FEAR OF DOMESTIC ANTI-SEMITISM

Of all issues concerning the Gentile world, it was concern over anti-semitism which
most occupied the mind of Anglo-Jewry. But the preoccupation was with the anti-semitism
within British shores rather that that occurring on the continent of Europe.

On this issued two views of emancipation often produced contradictory results. Liberal
politics suggested that anti-semitism was an anachronism which could be eradicated by the
education of the non-Jews. A rival philosophy sees the emancipation as a contract between the
state and the Jews. As a result, the British Jews, fearful of any anti-contract, paid considerable
attention to the specific accusations that they were too rich, too powerful, sly in business, un-
English and clannish. The community strenuously attempted to address these problems
through education and other strategies involving, among other things, some significant
internalisation of anti-semitic accusations.

The intense anxiety over anti-semitism was, in part, due to the difficulty the
community had in understanding the phenomenon. In the eyes of Anglo-Jewry, Britain was a
model, perhaps the exemplary model, of enlightened tolerance. Anti-semitism, in the form of
direct physical and verbal attacks or discrimination against Jews in and out of work, was
therefore portrayed as a marginal phenomenon. It was the product of poor education,
economic rivalry or one uncharacteristically bad experience, even strengthening, of anti-
semitic sentiment in the 1930s and 1940s did not fit in at all with Anglo-Jewish thoughts of
progress and its supposedly beneficial effects on British society.
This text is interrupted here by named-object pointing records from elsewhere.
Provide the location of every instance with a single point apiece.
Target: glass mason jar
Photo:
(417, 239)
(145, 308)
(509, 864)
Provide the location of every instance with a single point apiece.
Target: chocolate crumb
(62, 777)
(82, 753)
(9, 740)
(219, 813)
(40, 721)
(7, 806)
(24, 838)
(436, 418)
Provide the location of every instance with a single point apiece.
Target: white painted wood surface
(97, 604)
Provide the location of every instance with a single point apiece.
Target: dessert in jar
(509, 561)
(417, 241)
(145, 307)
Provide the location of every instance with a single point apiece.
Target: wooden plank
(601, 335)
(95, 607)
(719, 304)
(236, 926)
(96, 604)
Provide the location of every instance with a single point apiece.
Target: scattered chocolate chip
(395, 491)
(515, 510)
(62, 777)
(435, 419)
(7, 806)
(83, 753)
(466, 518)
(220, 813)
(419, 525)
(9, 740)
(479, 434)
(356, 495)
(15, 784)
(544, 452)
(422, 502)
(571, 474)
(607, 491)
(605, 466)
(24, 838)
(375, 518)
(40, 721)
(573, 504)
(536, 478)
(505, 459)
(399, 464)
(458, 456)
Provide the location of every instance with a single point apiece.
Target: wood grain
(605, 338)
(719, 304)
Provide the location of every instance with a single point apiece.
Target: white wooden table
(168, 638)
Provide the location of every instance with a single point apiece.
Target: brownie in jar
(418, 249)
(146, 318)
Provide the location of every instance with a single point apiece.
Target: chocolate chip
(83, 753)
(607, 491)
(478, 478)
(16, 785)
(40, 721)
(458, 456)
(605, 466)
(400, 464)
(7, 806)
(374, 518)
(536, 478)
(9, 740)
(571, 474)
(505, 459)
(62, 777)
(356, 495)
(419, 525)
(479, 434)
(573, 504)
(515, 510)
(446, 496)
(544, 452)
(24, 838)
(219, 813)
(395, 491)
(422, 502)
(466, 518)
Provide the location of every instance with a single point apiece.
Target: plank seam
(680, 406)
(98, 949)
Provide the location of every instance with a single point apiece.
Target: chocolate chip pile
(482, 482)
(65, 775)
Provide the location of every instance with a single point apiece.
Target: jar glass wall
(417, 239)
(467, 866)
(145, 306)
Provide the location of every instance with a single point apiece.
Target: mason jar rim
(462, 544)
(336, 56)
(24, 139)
Indeed it presented the
community with an unexplored – and from their vantage-point unexplorable – phenomenon.
Such anxiety was accentuated at a time when Hitler was demonstrating the strength of anti-
semitic feelings in a country once considered as civilised as England. It was a situation
profoundly at variance with Anglo-Jewish liberal understanding.

British Jewry had failed to differentiate between different forms of Jew-hatred. It thus
convinced itself of an exaggerated danger of domestic anti-semitism. Such a preoccupying
conviction was a result of the socio-political ideologies which so dominated the Anglo-
Jewish community and which so severely restricted its behaviour.